Bonus content: Cloud bill optimization checklist
Any cost optimization you’ll do begins with understanding your cloud bill. But how do you get started when a typical cloud bill looks like this?
This article explains the ins and outs of cloud bills to help you make sense of and control your expenses.
What you’ll find inside this article:
- The cloud may come with a high price tag, here’s why
- Why optimize cloud costs? or, The dangers of overprovisioning
- 5 cloud bill issues you’re bound to encounter, sooner or later
- Is automation possible?
The cloud may come with a high price tag, here’s why
You’re not a terrible DevOps engineer if your cloud bill usually exceeds your planned budget. A typical public cloud spend goes over budget by 13% on average.
This isn’t surprising at all. After all, you don’t know how much you’ll need to pay until you get your cloud bill at the end of the month. And forecasting these expenses is no walk in the park. This is what makes cloud cost optimization so challenging.
Why is it so hard to control cloud bills?
In the early days of IT, people were divided into those who handled costs and those who wrote code.
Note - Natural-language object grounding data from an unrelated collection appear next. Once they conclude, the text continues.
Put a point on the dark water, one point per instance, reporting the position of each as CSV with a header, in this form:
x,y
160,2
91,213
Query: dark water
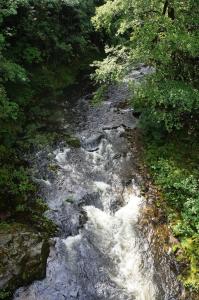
x,y
93,197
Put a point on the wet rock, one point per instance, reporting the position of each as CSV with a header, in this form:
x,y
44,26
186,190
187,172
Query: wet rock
x,y
92,143
23,256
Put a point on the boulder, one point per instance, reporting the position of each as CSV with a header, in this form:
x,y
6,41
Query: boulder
x,y
23,255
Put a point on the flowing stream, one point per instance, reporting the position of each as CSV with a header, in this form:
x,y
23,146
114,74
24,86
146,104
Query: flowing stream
x,y
93,197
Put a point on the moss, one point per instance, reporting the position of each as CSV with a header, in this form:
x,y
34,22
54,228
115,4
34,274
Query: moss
x,y
174,167
72,141
24,254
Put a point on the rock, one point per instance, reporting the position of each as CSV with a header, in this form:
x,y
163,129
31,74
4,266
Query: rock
x,y
23,257
92,143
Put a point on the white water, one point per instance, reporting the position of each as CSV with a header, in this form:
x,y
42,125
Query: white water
x,y
94,199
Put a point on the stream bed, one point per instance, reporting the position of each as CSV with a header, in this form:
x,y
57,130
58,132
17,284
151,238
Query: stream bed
x,y
93,197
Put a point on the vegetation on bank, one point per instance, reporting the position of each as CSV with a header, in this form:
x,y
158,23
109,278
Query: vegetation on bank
x,y
163,35
44,46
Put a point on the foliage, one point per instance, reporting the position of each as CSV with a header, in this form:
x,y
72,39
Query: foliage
x,y
163,35
174,165
43,47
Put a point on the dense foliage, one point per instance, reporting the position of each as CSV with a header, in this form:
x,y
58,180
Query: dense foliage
x,y
43,47
163,35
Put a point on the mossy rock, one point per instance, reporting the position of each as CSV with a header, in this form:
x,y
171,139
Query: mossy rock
x,y
72,141
23,254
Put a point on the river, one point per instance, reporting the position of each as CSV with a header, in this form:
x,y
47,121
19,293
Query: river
x,y
93,197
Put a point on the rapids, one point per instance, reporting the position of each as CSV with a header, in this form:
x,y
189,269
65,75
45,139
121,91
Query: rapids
x,y
94,199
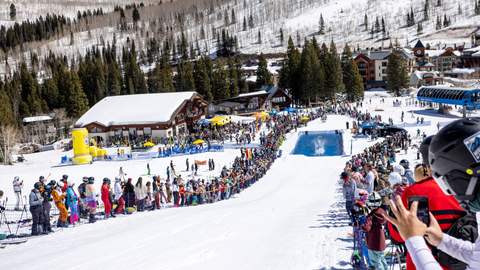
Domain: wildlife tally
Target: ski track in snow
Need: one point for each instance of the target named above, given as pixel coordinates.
(289, 219)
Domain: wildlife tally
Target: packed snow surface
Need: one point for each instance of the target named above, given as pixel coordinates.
(290, 219)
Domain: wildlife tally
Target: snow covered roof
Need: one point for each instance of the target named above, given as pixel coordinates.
(253, 93)
(467, 71)
(36, 119)
(135, 109)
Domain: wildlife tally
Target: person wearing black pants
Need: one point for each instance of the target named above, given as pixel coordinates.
(36, 208)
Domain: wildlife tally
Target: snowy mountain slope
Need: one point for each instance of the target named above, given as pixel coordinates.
(290, 219)
(344, 23)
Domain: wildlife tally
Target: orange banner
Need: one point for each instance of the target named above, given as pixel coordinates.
(199, 162)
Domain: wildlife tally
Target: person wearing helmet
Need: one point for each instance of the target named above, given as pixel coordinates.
(374, 236)
(453, 155)
(369, 182)
(65, 183)
(350, 191)
(383, 187)
(59, 198)
(47, 198)
(444, 207)
(83, 197)
(17, 188)
(72, 199)
(91, 199)
(118, 195)
(408, 173)
(36, 208)
(105, 194)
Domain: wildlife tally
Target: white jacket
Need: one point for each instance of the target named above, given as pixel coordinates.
(17, 186)
(463, 250)
(117, 190)
(140, 192)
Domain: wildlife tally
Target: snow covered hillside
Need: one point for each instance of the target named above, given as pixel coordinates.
(257, 23)
(290, 219)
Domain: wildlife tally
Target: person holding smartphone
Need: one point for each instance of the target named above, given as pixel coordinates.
(445, 208)
(453, 155)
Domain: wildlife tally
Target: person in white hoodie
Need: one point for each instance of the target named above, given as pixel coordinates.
(118, 193)
(141, 194)
(17, 188)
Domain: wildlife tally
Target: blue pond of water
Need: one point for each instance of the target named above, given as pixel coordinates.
(319, 143)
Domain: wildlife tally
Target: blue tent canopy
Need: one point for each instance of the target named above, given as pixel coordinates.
(203, 122)
(272, 112)
(290, 109)
(368, 124)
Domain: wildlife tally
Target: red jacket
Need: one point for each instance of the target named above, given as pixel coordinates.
(374, 236)
(444, 208)
(105, 192)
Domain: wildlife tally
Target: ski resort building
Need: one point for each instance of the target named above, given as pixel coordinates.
(143, 116)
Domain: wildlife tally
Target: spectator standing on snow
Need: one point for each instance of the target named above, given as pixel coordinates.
(36, 209)
(17, 188)
(141, 194)
(374, 236)
(350, 191)
(118, 192)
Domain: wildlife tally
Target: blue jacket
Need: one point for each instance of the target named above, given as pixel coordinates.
(71, 197)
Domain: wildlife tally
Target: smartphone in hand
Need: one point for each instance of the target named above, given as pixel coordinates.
(422, 210)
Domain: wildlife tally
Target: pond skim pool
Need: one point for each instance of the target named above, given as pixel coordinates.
(319, 143)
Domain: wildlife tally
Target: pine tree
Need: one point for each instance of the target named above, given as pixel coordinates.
(438, 26)
(222, 84)
(135, 15)
(419, 29)
(241, 78)
(365, 22)
(351, 77)
(232, 72)
(281, 37)
(425, 12)
(384, 32)
(322, 25)
(397, 70)
(13, 12)
(78, 102)
(264, 77)
(333, 73)
(377, 26)
(202, 80)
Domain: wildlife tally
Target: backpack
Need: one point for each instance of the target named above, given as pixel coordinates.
(464, 228)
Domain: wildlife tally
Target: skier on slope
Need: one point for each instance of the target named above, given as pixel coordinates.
(58, 198)
(105, 191)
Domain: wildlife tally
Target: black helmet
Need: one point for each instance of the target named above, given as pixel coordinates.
(424, 149)
(382, 169)
(37, 185)
(404, 163)
(454, 154)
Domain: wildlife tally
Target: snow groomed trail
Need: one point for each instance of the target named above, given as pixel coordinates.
(290, 219)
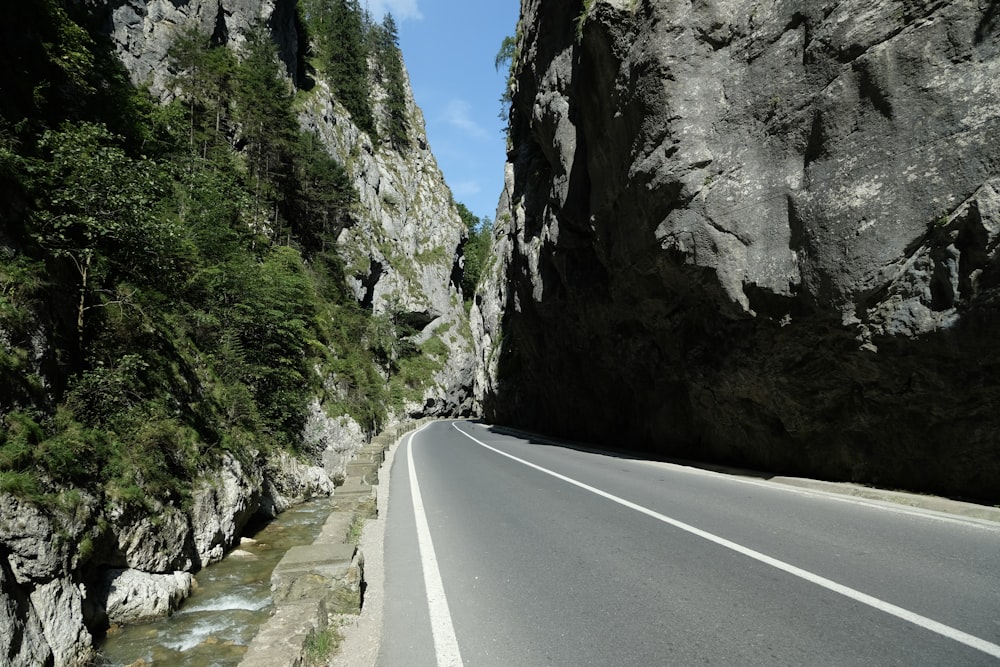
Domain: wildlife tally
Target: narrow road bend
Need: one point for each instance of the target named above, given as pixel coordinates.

The latter often had no direct impact on the costs of running that code. Software efficiency matters a lot, but let’s put that aside for a moment.
The traditional software delivery setup was clear on roles and responsibilities – it was the system administration group (later called DevOps or SRE) who took care of infrastructure deployment and ongoing operational costs.
In this setup, it was typical to release software once a month or every couple of months. The traditional way of delivering software to production wasn’t driving innovation. Enter the service team – a group of engineers who could write code, test it automatically, deploy it, and be held responsible for 24/7 operations.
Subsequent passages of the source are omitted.